3.12. Evolutionary Cycle

A steady-state EA is used to run the benchmark problems in this work. Unlike standard GE, where the best-performing individual is returned as the best-evolved solution, MG-GE creates its best individual by combining the best-performing genome for each output variable. However, when an output variable solution has been evolved, we perform substitution operations at the phenotype level described in Section 3.11. The function of the substitution operator is to rewrite an expression in terms of variables other than the output variables.
Once an output variable has been solved, its solution is made available to all individuals in the population, and evolution no longer searches for it. However, this functionality can be modified if required for evolution to continue the search but for solutions with additional desirable properties, such as shorter expressions.

4. Experiments

Two combinational benchmark problems are used in this work: ripple carry adder and hamming code encoder. Two instances of each problem are considered based on the number of inputs and outputs, Hamming Code (7,4) and (15,11) Encoders, and 5-bit + 5-bit and 10-bit + 10-bit Adders.
Experiments are conducted to investigate the performance of standard GE versus MG-GE on these benchmark problems. For each experiment, we design two grammars. The first grammar variant, which we refer to as Grammar with Output Variable Sharing, allows output variables to use other output variables as building blocks as long as no cyclic dependency between output variables is formed. This is achieved by the definition of Output Variable Rules as described in Section 3.4. In other words, Output Variable Rules, together with the cyclic dependency algorithm, are how MG-GE evolves inter-output dependencies that may exist. This feature is modelled in the grammar by adding the Output Variable Rule non-terminal to the expr-i rules as the last production (highlighted in both grammars). The second version of the grammar, which we refer to as Grammar with No-Output Variable Sharing, follows the same structure as the previous grammar but simply omits the Output Variable Rule. Hence, with this grammar variant, if inter-output dependency exists between two output variables, evolution will have to evolve the expression/functionality of the independent output variable.
We speculate that for problems with inter-output dependencies, the Grammar with Output Variable Sharing will perform better than the Grammar with No-Output Variable Sharing and vice versa.

4.1. Ripple Carry Adder

Adder circuits perform addition in digital electronic devices.

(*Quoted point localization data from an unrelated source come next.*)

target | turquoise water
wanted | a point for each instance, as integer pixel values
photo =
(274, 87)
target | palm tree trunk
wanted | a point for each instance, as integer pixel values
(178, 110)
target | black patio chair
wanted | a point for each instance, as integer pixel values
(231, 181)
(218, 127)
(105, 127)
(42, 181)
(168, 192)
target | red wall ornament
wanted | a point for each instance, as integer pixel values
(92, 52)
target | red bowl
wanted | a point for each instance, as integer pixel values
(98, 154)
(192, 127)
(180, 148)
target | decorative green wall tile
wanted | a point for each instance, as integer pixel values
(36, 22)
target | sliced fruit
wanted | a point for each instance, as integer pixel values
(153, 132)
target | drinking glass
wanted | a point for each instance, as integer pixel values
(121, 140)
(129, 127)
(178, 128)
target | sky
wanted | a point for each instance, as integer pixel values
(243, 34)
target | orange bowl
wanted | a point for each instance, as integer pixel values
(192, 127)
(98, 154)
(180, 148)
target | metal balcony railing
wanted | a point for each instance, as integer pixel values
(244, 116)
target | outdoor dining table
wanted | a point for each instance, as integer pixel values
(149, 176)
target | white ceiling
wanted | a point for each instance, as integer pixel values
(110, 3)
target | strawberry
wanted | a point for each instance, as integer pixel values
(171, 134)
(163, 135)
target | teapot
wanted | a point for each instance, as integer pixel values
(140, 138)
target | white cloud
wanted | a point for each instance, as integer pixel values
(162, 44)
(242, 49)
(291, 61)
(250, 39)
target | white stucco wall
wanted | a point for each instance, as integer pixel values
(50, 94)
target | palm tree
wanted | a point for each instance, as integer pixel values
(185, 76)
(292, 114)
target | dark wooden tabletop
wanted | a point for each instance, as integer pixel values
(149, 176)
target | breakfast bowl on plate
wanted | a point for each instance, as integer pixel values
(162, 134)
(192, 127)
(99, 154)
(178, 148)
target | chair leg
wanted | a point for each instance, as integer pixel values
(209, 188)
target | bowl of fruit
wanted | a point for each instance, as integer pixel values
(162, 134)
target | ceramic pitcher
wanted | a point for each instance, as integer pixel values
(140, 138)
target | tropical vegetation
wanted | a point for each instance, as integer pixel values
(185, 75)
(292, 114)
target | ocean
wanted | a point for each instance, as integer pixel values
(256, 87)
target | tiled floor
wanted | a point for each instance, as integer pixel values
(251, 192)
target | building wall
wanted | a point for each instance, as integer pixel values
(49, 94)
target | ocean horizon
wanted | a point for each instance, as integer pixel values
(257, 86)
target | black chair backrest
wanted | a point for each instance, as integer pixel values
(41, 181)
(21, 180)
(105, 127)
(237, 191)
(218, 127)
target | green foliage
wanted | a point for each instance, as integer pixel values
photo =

There are several types of digital adders, such as ripple-carry, carry-save and carry-lookahead adders. In this work, we use the ripple-carry adder, as its operation follows elementary addition, which is ideal for exploiting the concept of output variable sharing.
Illustrated in Figure 5 is the elementary addition of two numbers. The addition operation starts from the last column (or the least significant numbers) and propagates any carry to the next least significant numbers up until the most significant numbers (first column). As can be observed, the ( n ) t h column addition depends/requires the carry from the ( n 1 ) t h column addition. This problem can be modelled as an 8-output problem: four carry and four sum digits. Each sum digit (in other words, output) will require/depend on the carry from the previous addition stage as input. Without the inter-output dependency feature, each column addition to obtaining a sum digit will additionally require evolving the expression to generate the appropriate carry, taking into account all the carries propagated starting from the addition of the least significant digits of the addends.

4.2. Hamming Code Encoder

Hamming codes belong to the family of Linear Block Codes [27]. They are linear error-correcting codes capable of detecting a single error and, at most, two errors but can only correct one. For example, Hamming Code (7,4) Encoder encodes a 4-bit data word into a 7-bit code word before transmission. It does so by generating and adding three parity bits to the data word. Hamming Codes can be grouped into two categories based on the structure of the code words. These are systematic and non-systematic encodings. In systematic encoding, the data word and code word are separated while in non-systematic encoding, the data word and parity bits are interspersed. We adopt systematic encoding, as its structure is easier—data-word followed by the parity bits to obtain the code-word.
For example, the Hamming Code (7,4) Encoder can be modelled as a 3-output problem; each output represents the redundant bit generated and added to the data word to obtain the code word. Each redundant bit is generated by applying bit operations to a unique set of specific bits in the data word. Therefore, no dependency exists between the outputs of the hamming code encoder. Hence, it is an ideal problem to explain the no-output variable sharing concept as well as the performance of MG-GE on such problems.

4.3. Grammars

The grammars for the adder and hamming code encoder problems are shown in Listings 4 and 5, respectively. Both grammars are shown in a compressed form to save space, with certain repetitive rules, production choices and symbols compressed. By repetitive, we mean rules with very similar, but not identical, definitions.
A repetitive rule with a similar definition has been compressed using the syntax tr1-sum-i i = [ 1 . . n ] as shown in Listing 4. The same compression syntax has been applied to repetitive production choices and symbols and enclosed with curly braces where appropriate.
Both grammars have been designed to use bitwise operators (i.e., gate-level design), which makes the circuit problems more challenging to evolve from scratch. Each grammar is divided into two: upper and lower sections, separated by dashed lines. The upper section of the grammar contains the rules that need to be expanded. The lower section contains rules that define the fixed part of the circuit problem, such as the circuit interface. An expanded form of the grammar for the 5-bit + 5-bit Adder with Output and No-Output sharing are shown in Listings A1 and A2 respectively in the Appendix A.
Listing 4. N-bit + N-bit Adder Grammar.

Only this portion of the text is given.